Meses mais tarde o mesmo
“Major Aragón” – aquele que se declarou o incendiário do Tribunal de Justiça -
chamou para si a autoria do fato e transformando-se em uma das personagens mais
comentadas do ano de 1950 em todo o Rio Grande do Sul. Ele morreu dois anos
depois, assassinado na Casa de Correção da Ponta do Gasômetro.
Um comentário:
(nem tão anônimo assim já que meu nome completo está ai embaixo)
(e devo esse e muitos outros ensinamentos a ele)
O que não contam ai é como os presos foram salvos.
Os policiais e funcionários ao ver o fogo se alastrar Correram para a rua.
O meu avô falou Esperem temos de salvar os presos!
E começou a entrar no prédio novamente
Alguns colegas dele tentaram segurá-lo. -"Seu Nuno Não Vá o Senhor vai morrer, são só presos"
Ele se desvencilhou dos colegas, e falou -"São Seres Humanos que estão Lá!" e correu para dentro do prédio em chamas, libertando todos os prisioneiros.

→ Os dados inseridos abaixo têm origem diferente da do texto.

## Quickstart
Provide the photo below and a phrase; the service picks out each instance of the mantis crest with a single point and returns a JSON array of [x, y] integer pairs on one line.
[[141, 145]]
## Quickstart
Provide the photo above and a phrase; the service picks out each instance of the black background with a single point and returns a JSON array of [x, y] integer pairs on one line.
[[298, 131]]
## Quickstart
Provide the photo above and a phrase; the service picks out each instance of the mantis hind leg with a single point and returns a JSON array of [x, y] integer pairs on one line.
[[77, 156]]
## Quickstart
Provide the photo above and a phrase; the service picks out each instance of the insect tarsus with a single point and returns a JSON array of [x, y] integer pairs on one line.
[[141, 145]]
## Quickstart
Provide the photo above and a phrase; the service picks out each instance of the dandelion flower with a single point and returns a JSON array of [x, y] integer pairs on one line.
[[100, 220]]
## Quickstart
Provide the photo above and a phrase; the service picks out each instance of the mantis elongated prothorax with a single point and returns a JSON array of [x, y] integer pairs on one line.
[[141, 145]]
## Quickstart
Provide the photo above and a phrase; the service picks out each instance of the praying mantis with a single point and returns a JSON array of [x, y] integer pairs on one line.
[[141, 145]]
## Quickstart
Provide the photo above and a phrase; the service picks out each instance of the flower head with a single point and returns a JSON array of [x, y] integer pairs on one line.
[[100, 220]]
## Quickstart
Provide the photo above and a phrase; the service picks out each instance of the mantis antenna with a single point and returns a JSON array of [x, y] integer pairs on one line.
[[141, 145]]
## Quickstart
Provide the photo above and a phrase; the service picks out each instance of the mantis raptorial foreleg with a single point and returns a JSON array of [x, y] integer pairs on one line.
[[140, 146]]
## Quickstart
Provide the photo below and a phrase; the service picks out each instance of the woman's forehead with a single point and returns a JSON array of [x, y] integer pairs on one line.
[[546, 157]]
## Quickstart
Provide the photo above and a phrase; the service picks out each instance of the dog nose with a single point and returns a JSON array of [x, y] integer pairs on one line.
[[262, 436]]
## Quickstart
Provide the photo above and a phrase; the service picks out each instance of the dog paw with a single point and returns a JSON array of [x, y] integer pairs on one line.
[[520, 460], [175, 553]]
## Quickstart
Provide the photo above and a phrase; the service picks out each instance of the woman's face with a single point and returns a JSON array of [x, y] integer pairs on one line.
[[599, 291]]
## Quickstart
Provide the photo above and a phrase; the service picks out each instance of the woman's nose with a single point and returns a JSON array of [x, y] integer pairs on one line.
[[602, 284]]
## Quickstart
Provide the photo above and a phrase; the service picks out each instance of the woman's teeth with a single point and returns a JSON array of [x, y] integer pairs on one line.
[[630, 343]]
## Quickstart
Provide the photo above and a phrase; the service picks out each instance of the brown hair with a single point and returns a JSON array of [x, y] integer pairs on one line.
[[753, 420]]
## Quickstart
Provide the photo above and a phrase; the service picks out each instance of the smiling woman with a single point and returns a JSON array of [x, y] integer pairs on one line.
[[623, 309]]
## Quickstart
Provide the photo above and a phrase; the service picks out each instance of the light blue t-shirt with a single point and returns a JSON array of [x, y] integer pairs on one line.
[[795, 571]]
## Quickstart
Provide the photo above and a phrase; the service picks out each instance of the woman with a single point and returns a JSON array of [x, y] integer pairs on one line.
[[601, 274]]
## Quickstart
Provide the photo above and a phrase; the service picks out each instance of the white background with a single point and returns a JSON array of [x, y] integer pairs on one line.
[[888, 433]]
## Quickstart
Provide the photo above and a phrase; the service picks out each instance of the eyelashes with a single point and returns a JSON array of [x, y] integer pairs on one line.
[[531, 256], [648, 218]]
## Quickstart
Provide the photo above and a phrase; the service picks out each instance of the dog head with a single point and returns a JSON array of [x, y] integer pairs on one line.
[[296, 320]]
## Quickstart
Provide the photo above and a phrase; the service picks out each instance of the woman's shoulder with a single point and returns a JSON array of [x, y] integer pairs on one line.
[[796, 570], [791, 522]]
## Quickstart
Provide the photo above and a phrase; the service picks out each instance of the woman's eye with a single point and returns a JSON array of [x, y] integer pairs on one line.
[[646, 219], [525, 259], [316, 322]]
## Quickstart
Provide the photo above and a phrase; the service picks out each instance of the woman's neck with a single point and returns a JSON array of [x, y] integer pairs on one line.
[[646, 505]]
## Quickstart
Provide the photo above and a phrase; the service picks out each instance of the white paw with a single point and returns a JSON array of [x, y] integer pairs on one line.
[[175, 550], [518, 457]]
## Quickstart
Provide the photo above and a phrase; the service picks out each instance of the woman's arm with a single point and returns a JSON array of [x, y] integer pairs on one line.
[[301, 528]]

Enquanto era decidido como remanejar os prisioneiros ele falou
-"vocês sabem onde moro?" em virtude da resposta afirmativa de vários deles meu avô disse -"Vão agora para minha casa e digam para minha esposa que eu pedi para ela dar comida para vocês"
E assim ocorreu, e daquele grupo, nenhum fugiu até serem realocados, dias depois.
José Guimarães da Fontoura Neto de Nuno Alves Guimarães.